Vaccine advisers to the US Food and Drug Administration narrowly voted Tuesday in favor of Pfizer’s RSV vaccine for adults over the age of 60, paving the way for approval of the first nation’s RSV vaccine, despite some safety concerns.
The committee members voted 7-4, with one abstention, that there is adequate data to support the safety and effectiveness of Pfizer’s vaccine for the prevention of lower respiratory tract disease caused by respiratory syncytial virus among older adults.
The FDA, which typically follows the independent committee’s recommendations, is scheduled to decide on approval of the vaccines by May, ahead of RSV’s typical winter surge. The US Centers for Disease Control and Prevention must then recommend the shot before it becomes available to the public.
Pending those steps, Pfizer’s vaccine – along with GSK’s candidate shot, which will be voted on by the FDA advisory committee on Wednesday – would be the first approved RSV vaccines for adults 60 or older.
RSV is a highly contagious virus that causes flu-like illness in people of all ages that increases in severity with age. It’s is responsible for an estimated 177,000 hospitalizations and 14,000 deaths per year among adults 65 or older, according to the CDC.
The Pfizer vaccine was 66.7% effective at preventing moderated lower respiratory tract illness with two or more symptoms and 85.7% effective at preventing illness with three or more symptoms, according to an FDA briefing document.
Although a majority of the committee voted in favor of the vaccine, some members expressed concerns about the vaccine’s “important potential risk: of Guillain-Barre syndrome. Two adults among the 20,000 vaccine recipients in Pfizer’s Phase 3 clinical trial developed symptoms consistent with the rare neurological disorder within nine days of receiving the shot.

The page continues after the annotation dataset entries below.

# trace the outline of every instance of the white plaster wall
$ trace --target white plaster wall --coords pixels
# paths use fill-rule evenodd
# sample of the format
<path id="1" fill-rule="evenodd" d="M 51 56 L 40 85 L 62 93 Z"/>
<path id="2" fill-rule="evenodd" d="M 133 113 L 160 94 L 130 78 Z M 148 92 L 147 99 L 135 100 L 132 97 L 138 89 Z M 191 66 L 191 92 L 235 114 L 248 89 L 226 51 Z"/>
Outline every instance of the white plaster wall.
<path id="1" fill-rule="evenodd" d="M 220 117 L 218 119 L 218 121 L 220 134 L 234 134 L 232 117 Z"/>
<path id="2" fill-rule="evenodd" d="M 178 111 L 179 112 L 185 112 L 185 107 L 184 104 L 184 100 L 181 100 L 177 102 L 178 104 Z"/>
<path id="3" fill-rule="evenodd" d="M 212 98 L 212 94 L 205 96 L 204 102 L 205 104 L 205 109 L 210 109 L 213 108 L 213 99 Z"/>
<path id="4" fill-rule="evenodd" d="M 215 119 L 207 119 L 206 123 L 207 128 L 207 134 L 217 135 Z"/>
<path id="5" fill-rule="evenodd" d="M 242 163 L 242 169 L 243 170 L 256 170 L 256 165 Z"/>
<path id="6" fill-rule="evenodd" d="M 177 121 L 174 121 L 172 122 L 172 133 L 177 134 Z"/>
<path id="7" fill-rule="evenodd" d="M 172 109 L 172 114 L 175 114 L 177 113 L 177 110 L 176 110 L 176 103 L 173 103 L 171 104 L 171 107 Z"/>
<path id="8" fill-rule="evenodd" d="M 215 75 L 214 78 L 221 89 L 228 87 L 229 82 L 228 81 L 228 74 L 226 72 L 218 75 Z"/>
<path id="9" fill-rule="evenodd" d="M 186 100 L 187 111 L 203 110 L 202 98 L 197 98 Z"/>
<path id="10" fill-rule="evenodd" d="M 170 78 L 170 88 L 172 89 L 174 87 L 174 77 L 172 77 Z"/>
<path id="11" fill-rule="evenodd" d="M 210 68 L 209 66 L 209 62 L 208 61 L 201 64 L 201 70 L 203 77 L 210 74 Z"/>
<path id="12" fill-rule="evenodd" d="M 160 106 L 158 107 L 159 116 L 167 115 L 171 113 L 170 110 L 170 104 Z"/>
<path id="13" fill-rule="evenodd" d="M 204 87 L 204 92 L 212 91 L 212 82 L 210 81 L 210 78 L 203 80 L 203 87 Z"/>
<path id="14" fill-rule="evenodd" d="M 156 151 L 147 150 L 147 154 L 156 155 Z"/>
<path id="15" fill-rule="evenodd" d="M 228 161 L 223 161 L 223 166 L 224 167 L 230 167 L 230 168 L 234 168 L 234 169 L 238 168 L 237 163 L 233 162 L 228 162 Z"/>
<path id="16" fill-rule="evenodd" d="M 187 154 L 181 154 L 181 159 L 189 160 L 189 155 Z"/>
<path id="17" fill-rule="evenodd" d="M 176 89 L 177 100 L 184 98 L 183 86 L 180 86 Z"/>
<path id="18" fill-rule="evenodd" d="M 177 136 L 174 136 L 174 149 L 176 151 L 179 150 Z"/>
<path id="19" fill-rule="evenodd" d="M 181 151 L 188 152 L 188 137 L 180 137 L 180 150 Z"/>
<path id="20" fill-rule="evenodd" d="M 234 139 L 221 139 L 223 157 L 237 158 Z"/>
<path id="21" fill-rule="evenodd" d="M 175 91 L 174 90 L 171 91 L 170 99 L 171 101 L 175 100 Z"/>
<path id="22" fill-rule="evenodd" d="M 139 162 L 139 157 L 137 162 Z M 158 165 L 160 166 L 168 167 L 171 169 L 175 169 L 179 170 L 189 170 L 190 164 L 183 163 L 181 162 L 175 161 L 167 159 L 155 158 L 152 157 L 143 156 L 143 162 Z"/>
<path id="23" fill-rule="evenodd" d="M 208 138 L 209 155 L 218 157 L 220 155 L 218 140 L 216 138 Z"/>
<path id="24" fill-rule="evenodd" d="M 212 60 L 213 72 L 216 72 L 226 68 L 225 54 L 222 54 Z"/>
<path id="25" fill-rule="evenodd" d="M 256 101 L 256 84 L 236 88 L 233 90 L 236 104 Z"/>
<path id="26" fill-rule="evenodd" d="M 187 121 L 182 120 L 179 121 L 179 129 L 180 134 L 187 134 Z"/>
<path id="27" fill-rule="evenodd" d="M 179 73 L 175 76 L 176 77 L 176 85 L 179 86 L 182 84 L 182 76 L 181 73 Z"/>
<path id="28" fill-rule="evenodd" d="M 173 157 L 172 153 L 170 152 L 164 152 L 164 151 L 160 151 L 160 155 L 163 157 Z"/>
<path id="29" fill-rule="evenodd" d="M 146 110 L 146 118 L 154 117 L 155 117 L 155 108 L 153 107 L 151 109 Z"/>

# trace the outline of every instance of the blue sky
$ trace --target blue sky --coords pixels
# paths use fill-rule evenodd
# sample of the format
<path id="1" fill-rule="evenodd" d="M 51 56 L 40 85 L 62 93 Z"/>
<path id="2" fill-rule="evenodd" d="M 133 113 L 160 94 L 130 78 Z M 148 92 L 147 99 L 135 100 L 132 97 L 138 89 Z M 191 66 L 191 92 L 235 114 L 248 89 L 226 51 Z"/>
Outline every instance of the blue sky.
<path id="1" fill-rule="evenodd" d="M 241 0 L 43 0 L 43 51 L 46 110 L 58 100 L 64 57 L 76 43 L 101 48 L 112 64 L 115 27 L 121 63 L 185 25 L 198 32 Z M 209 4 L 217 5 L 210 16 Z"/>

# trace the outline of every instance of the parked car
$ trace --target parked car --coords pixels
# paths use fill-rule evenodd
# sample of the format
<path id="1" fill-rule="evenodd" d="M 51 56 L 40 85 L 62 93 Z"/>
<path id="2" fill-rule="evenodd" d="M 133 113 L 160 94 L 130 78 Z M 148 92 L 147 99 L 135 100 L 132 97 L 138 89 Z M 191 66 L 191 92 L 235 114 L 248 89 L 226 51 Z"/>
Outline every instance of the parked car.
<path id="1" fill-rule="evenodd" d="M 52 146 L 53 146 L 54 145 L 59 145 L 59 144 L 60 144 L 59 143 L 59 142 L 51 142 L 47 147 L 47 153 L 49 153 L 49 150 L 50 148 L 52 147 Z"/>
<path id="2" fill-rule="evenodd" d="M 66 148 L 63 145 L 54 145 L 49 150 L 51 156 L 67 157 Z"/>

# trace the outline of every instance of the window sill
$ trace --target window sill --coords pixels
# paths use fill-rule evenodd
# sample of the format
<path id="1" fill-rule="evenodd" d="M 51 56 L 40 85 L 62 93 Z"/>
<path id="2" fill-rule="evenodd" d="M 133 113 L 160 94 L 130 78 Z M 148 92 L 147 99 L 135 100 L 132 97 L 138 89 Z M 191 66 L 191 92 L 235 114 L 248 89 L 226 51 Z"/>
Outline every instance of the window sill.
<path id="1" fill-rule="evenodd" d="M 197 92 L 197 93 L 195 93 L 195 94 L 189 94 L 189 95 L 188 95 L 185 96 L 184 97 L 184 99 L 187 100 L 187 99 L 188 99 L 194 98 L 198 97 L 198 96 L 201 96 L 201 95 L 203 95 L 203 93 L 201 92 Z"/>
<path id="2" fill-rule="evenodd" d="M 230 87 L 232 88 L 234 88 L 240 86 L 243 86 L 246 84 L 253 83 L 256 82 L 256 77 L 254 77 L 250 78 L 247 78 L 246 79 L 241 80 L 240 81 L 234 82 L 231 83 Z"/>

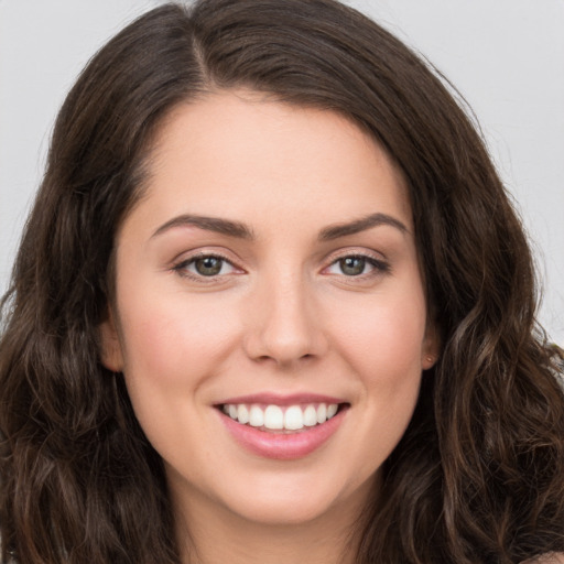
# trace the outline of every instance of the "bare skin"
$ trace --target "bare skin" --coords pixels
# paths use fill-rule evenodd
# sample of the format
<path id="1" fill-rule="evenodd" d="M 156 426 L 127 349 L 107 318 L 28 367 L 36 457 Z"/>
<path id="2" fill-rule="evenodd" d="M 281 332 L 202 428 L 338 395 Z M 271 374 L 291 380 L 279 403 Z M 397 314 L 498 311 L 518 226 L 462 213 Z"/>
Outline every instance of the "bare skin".
<path id="1" fill-rule="evenodd" d="M 352 563 L 437 349 L 404 181 L 373 140 L 252 93 L 176 108 L 118 237 L 111 313 L 104 361 L 164 460 L 184 562 Z M 339 411 L 279 456 L 276 431 L 249 449 L 223 411 L 253 394 Z"/>

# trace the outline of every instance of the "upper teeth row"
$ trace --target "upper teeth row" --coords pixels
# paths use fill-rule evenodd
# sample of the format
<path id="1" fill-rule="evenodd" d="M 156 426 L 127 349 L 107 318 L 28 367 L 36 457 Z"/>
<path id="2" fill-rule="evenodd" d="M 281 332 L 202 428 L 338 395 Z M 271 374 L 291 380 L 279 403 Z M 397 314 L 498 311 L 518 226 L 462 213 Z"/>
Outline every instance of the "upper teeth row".
<path id="1" fill-rule="evenodd" d="M 319 403 L 315 405 L 289 405 L 283 410 L 280 405 L 246 405 L 245 403 L 225 404 L 224 412 L 235 421 L 242 424 L 249 424 L 253 427 L 267 429 L 286 429 L 295 431 L 297 429 L 313 427 L 318 423 L 325 423 L 337 413 L 336 403 Z"/>

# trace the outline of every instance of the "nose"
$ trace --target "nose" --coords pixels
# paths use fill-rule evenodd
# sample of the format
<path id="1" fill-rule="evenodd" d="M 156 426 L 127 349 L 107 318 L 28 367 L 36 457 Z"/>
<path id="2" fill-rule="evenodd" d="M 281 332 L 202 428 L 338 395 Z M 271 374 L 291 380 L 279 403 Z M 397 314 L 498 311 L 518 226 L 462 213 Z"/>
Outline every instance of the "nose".
<path id="1" fill-rule="evenodd" d="M 312 289 L 299 274 L 273 278 L 256 289 L 248 304 L 247 355 L 279 367 L 323 356 L 327 338 Z"/>

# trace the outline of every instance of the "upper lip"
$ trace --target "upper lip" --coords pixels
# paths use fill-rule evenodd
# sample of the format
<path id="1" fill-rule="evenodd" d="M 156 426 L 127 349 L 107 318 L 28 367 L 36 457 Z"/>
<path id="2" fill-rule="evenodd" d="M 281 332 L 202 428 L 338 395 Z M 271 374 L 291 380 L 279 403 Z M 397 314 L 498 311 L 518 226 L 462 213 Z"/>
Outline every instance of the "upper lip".
<path id="1" fill-rule="evenodd" d="M 275 392 L 261 392 L 248 395 L 237 395 L 235 398 L 226 398 L 216 403 L 216 405 L 238 403 L 264 403 L 267 405 L 296 405 L 301 403 L 347 403 L 341 398 L 325 395 L 319 393 L 292 393 L 280 394 Z"/>

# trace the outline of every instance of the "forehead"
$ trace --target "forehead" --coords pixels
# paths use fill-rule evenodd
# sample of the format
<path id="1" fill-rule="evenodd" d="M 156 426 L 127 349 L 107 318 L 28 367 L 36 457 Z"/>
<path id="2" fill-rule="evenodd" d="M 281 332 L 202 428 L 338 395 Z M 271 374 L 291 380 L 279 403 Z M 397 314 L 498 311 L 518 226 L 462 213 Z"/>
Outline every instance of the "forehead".
<path id="1" fill-rule="evenodd" d="M 153 212 L 273 220 L 315 213 L 335 223 L 382 212 L 411 227 L 403 175 L 339 113 L 221 91 L 175 107 L 155 135 Z"/>

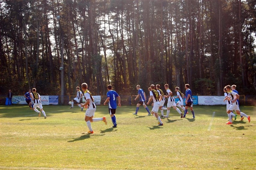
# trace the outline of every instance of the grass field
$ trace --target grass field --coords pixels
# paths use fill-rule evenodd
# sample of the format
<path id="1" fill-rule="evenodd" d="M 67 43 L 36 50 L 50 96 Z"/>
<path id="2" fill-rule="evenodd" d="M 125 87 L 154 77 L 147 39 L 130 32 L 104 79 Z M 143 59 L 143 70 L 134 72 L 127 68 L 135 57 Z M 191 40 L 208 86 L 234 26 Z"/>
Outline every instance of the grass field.
<path id="1" fill-rule="evenodd" d="M 136 107 L 118 107 L 113 129 L 108 107 L 98 106 L 95 117 L 108 124 L 92 123 L 90 135 L 77 107 L 44 106 L 44 119 L 27 106 L 0 106 L 0 169 L 256 169 L 256 107 L 240 107 L 251 123 L 231 126 L 226 106 L 196 106 L 195 119 L 171 109 L 159 127 L 142 106 L 133 115 Z"/>

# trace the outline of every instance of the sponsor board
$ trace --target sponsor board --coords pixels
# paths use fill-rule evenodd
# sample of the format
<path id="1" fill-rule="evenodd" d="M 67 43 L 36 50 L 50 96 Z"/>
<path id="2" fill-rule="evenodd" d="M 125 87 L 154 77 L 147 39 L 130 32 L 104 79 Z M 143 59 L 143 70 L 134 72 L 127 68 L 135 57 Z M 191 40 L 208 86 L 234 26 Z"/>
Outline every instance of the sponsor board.
<path id="1" fill-rule="evenodd" d="M 100 100 L 101 99 L 101 96 L 93 96 L 93 100 L 94 100 L 94 103 L 96 105 L 100 105 Z M 85 100 L 84 99 L 84 96 L 83 97 L 83 103 L 84 103 L 85 102 Z"/>
<path id="2" fill-rule="evenodd" d="M 199 96 L 198 104 L 200 105 L 224 105 L 226 101 L 223 102 L 224 96 Z"/>

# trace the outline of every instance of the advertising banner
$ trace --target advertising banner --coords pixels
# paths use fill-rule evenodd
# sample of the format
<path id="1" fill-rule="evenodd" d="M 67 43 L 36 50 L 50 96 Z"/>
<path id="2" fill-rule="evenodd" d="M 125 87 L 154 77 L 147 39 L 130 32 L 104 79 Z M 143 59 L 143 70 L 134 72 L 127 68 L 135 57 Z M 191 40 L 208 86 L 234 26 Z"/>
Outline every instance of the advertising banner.
<path id="1" fill-rule="evenodd" d="M 177 96 L 173 96 L 174 97 L 177 97 Z M 193 105 L 197 105 L 198 104 L 198 97 L 197 96 L 192 96 L 192 99 L 193 100 Z M 184 101 L 183 101 L 183 105 L 185 106 L 186 104 L 185 103 L 185 101 L 186 101 L 186 96 L 184 96 L 183 97 L 184 98 Z M 175 99 L 175 102 L 177 103 L 177 102 L 179 101 L 179 99 L 178 98 Z"/>
<path id="2" fill-rule="evenodd" d="M 200 105 L 225 105 L 227 103 L 223 102 L 225 97 L 223 96 L 198 96 L 198 104 Z"/>
<path id="3" fill-rule="evenodd" d="M 41 103 L 42 105 L 49 105 L 49 96 L 41 96 Z"/>
<path id="4" fill-rule="evenodd" d="M 93 98 L 94 103 L 96 105 L 100 105 L 100 100 L 101 99 L 100 96 L 93 96 Z M 84 103 L 85 102 L 85 100 L 84 99 L 84 98 L 83 96 L 83 102 Z"/>
<path id="5" fill-rule="evenodd" d="M 59 104 L 59 96 L 49 96 L 49 105 L 57 105 Z"/>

“It seems to me that one case is a red flag. Two cases is very concerning, and it’s concerning to me that Pfizer doesn’t think that there are any safety concerns,” said Dr. Marie Griffin, professor of health policy at Vanderbilt University Medical Center, who voted that the data demonstrated the vaccine was effective but not safe.
The FDA has recommended that Pfizer conduct a safety study for further evaluation of Guillain-Barre and other immune-mediated demyelinating conditions after potential vaccine approval, and the company has agreed.
Dr. Daniel Feikin, respiratory disease consultant, who voted that the vaccine was both safe and effective, said that post-marketing safety surveillance will be “critical.”
Some of the vaccine advisers wanted to see more data on effectiveness against hospitalization or death, especially among high-risk people such as older adults or those with other health conditions.
“I think the data does support the effectiveness of this vaccine. It’s just the population was underrepresented by people who could most benefit from the vaccine,” Griffin said.
The available safety and efficacy data from Pfizer’s clinical trial is from the first of two RSV seasons. Some of the experts said that the vote is premature and that they would like to see more data.
“I’m desperately eager to have a vaccine that works for RSV. This has been a terrible disease my whole career. I would love to see it. No doubt about it,” said Dr. Jay Portnoy, professor of pediatrics at the University of Missouri-Kansas City, who voted that the data demonstrated that the vaccine was safe but not effective.
Portnoy says that waiting for a second season of data would provide more robust numbers and complete analysis.
“It’s not an emergency use authorization. We can take the time to finish the studies and get the information we need before licensing this product going forward. So I remain a little bit skeptical, given the data that we have.”